Recipe: Curried Butternut Squash Samosas
For the tamarind chutney:
1/2 tsp. ground cumin
1/2 tsp. garam masala
1/2 tsp. ground ginger
1/4 cup seedless tamarind paste
Sea salt, to taste
Sugar, to taste
For the samosas:
1 butternut squash (about 1 1/2 lb.)
3 Tbs. olive oil
2 Tbs. chopped white onion
2 garlic cloves, chopped
1 Tbs. Madras curry powder
1 tsp. sea salt
1 tsp. sugar
1 large egg
1 package (1 lb.) square wonton wrappers
Canola or rice bran oil for deep-frying
- To make the chutney, in a small, dry saucepan over medium heat, toast the cumin, garam masala and ginger, shaking the pan occasionally, until fragrant, about 1 minute. Remove from the heat and let cool for about 2 minutes.
- Break up the tamarind paste with your fingers and remove any extraneous seeds. Add the tamarind and 2 cups water to the pan and return to medium heat. Simmer the mixture, stirring and mashing the tamarind constantly, until reduced by one-half, about 15 minutes.
- Taste and adjust the seasonings with salt and sugar. Pour the chutney into a small bowl, let cool, cover and set aside at room temperature. To make the samosas, preheat an oven to 400°F.
- Cut the squash in half lengthwise and scoop out and discard the seeds. Place the halves, cut sides up, on a rimmed baking sheet and drizzle with 1 Tbs. of the olive oil. Bake the squash until tender when pierced with a knife, about 40 minutes. Let cool until easy to handle.
- Scoop the cooled squash flesh into a bowl and discard the shells. In a saucepan over medium-low heat, warm the remaining 2 Tbs. olive oil. Add the onion and garlic and sauté until the onion is soft, about 5 minutes.
- Remove from the heat and stir in the curry powder. Add the squash flesh and mash with a potato masher until almost smooth. Stir in the salt and sugar, then taste and adjust the seasonings. In a small bowl, beat the egg with a fork until blended.
- Lay about 5 wonton wrappers on a work surface; keep the remaining wrappers covered with a slightly damp kitchen towel. Spoon 1 scant Tbs. of the squash filling in the center of each wrapper and flatten with the bottom of the spoon. Brush the edges of the wrapper with the beaten egg.

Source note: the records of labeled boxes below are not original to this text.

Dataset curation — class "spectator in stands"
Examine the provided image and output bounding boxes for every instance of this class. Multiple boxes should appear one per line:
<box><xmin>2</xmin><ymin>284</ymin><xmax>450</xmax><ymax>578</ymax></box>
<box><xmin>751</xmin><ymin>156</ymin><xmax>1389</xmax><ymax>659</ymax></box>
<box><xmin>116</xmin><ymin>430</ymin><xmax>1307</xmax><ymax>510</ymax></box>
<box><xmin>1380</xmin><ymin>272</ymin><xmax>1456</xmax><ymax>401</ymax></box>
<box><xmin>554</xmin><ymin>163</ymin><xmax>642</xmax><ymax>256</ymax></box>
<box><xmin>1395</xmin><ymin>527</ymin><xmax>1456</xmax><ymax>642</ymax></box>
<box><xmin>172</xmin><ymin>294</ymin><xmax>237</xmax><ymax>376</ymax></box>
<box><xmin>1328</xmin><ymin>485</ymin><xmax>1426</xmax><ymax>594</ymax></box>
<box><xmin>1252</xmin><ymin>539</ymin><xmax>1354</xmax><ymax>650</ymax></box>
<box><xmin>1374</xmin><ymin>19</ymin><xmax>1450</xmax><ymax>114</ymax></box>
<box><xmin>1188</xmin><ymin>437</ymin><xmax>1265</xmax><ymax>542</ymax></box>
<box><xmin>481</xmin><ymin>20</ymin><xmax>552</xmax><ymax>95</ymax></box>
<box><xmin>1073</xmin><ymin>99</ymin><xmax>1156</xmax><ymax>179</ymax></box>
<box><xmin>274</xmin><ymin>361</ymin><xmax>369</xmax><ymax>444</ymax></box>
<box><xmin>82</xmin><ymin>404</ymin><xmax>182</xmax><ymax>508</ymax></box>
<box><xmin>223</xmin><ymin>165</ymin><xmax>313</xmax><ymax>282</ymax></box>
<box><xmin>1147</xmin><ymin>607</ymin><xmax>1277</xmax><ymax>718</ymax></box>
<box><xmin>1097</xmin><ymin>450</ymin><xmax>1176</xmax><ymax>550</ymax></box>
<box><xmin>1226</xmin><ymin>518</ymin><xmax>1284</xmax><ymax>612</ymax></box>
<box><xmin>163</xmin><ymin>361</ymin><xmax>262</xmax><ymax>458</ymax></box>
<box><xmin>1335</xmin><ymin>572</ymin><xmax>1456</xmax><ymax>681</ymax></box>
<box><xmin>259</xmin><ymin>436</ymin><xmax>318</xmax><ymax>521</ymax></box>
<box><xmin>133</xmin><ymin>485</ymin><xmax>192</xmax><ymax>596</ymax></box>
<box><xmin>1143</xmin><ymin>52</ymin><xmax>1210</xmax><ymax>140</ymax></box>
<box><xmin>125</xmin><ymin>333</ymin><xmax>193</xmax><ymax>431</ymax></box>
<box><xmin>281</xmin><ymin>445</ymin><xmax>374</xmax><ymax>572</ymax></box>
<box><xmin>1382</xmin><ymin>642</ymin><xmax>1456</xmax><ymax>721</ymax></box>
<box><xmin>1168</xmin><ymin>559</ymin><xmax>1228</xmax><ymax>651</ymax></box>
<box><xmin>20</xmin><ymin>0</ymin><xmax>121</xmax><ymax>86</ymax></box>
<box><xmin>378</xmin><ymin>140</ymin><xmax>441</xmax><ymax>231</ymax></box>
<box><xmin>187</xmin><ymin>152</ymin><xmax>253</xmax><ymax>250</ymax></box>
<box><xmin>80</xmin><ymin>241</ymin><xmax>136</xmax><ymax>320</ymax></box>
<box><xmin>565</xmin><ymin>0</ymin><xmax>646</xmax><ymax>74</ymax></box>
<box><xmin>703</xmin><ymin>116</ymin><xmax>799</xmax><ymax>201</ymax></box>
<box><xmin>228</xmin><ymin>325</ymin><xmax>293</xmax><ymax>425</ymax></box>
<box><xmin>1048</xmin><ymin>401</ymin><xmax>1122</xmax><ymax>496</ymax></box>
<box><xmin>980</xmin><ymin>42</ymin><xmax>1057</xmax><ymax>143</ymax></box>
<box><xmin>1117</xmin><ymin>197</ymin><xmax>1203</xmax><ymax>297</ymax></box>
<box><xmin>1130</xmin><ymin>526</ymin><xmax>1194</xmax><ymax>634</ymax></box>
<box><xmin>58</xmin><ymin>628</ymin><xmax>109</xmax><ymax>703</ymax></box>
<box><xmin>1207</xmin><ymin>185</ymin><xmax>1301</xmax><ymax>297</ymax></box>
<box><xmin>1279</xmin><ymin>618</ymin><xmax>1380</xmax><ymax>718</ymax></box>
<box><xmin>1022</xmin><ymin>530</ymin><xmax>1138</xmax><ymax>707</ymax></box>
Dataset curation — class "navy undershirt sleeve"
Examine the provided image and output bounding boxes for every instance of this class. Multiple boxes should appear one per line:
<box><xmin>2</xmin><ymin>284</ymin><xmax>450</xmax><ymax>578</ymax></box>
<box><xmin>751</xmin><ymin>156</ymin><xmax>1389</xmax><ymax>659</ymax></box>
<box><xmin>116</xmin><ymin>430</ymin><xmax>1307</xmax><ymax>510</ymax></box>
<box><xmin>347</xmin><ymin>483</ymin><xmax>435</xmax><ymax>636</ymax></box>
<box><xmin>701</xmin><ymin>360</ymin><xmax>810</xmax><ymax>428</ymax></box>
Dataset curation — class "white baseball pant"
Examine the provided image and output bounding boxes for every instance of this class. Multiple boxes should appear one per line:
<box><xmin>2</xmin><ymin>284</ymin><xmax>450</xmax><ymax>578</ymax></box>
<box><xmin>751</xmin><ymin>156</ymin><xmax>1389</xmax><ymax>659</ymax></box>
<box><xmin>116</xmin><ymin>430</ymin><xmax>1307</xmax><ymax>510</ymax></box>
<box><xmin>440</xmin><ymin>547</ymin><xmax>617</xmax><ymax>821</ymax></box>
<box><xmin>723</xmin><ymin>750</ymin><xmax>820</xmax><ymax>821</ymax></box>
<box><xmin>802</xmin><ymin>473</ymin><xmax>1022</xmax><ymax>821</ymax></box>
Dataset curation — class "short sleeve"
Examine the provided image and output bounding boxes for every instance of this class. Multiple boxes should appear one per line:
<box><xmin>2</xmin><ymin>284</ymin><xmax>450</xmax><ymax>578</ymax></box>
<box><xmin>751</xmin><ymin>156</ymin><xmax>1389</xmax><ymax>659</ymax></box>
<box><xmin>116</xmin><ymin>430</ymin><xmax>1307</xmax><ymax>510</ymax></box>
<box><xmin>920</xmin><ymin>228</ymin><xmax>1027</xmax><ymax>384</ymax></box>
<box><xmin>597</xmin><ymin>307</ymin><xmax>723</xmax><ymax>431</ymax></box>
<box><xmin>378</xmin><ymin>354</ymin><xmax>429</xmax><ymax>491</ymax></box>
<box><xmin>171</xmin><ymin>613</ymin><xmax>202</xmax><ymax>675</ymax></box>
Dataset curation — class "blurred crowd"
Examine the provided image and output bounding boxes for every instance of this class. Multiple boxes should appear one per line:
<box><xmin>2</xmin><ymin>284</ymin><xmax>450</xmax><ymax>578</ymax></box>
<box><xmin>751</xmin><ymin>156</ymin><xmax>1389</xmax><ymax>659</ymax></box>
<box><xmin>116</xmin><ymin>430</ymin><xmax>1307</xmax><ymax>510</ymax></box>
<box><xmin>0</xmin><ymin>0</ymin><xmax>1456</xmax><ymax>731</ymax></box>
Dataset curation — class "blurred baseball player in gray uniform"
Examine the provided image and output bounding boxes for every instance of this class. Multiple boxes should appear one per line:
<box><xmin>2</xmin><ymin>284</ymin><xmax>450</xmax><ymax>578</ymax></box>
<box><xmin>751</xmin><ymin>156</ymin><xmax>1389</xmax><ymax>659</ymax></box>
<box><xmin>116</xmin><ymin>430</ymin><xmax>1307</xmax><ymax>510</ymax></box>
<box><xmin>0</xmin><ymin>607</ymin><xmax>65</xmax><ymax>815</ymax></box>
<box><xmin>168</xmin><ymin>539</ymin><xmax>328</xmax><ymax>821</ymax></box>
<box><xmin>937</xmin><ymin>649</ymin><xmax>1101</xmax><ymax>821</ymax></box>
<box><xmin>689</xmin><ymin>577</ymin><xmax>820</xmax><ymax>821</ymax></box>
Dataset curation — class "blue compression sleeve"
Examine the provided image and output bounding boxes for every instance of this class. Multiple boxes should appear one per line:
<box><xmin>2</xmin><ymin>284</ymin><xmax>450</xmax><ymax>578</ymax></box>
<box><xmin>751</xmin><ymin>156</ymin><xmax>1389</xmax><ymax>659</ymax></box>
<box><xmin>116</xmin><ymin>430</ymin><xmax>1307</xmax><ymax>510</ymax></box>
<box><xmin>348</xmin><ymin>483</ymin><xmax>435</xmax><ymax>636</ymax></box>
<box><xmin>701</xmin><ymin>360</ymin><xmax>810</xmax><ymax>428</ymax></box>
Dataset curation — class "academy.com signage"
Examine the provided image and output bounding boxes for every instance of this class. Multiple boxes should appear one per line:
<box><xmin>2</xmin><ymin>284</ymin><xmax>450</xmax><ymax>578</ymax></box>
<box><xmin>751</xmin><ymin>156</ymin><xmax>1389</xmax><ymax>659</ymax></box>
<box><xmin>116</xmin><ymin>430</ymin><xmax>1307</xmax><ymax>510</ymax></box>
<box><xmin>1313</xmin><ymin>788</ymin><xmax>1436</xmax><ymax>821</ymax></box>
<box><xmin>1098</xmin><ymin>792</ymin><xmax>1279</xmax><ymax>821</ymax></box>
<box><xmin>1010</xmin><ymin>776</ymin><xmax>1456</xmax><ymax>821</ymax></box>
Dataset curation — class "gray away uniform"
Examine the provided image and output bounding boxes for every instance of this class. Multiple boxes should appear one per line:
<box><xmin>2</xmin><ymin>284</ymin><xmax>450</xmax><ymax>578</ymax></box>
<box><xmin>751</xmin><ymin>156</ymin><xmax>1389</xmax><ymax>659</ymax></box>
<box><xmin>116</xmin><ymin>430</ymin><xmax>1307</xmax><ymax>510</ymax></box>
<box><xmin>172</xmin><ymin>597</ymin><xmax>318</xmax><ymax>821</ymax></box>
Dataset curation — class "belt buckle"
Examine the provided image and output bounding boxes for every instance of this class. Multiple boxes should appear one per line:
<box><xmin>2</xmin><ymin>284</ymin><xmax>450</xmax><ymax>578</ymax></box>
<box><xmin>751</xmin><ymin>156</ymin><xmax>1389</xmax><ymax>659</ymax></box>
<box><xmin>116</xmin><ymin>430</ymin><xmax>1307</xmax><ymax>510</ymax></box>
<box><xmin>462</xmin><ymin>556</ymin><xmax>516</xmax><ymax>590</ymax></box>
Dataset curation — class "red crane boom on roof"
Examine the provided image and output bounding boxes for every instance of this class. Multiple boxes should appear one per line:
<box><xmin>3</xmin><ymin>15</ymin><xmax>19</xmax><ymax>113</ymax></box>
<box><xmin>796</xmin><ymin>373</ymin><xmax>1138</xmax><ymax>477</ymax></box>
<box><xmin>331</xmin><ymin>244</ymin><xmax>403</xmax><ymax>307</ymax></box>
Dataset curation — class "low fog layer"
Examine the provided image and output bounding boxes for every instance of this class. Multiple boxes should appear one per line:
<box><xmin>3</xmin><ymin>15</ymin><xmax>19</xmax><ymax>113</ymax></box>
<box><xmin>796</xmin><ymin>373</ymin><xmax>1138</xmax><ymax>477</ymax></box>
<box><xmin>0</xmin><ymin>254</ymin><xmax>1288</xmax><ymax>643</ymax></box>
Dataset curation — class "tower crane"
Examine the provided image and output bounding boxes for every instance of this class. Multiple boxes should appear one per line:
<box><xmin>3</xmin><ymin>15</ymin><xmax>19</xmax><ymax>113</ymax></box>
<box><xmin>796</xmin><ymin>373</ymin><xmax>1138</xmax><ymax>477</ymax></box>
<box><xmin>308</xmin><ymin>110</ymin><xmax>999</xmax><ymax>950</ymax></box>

- Fold each wrapper in half on the diagonal, forming a triangle, then press the edges together to seal the filling inside; set aside. Repeat with the remaining wrappers and filling. Preheat the oven to 200°F. Line a large baking sheet with paper towels and place a wire rack on top. Pour canola oil into a heavy, high-sided skillet to a depth of 3 inches and warm over medium-high heat until very hot.
- Working in batches, add the samosas to the oil and fry, turning once, until golden brown on both sides, about 2 minutes on each side. Using a slotted spoon, transfer the samosas to the rack to drain and keep warm in the oven.
- Cook the remaining samosas in the same way, adding oil to the pan as needed. Arrange the samosas on a warmed platter and set the chutney alongside for dipping.
- Serve right away. Makes 40 samosas; serves 8 to 10.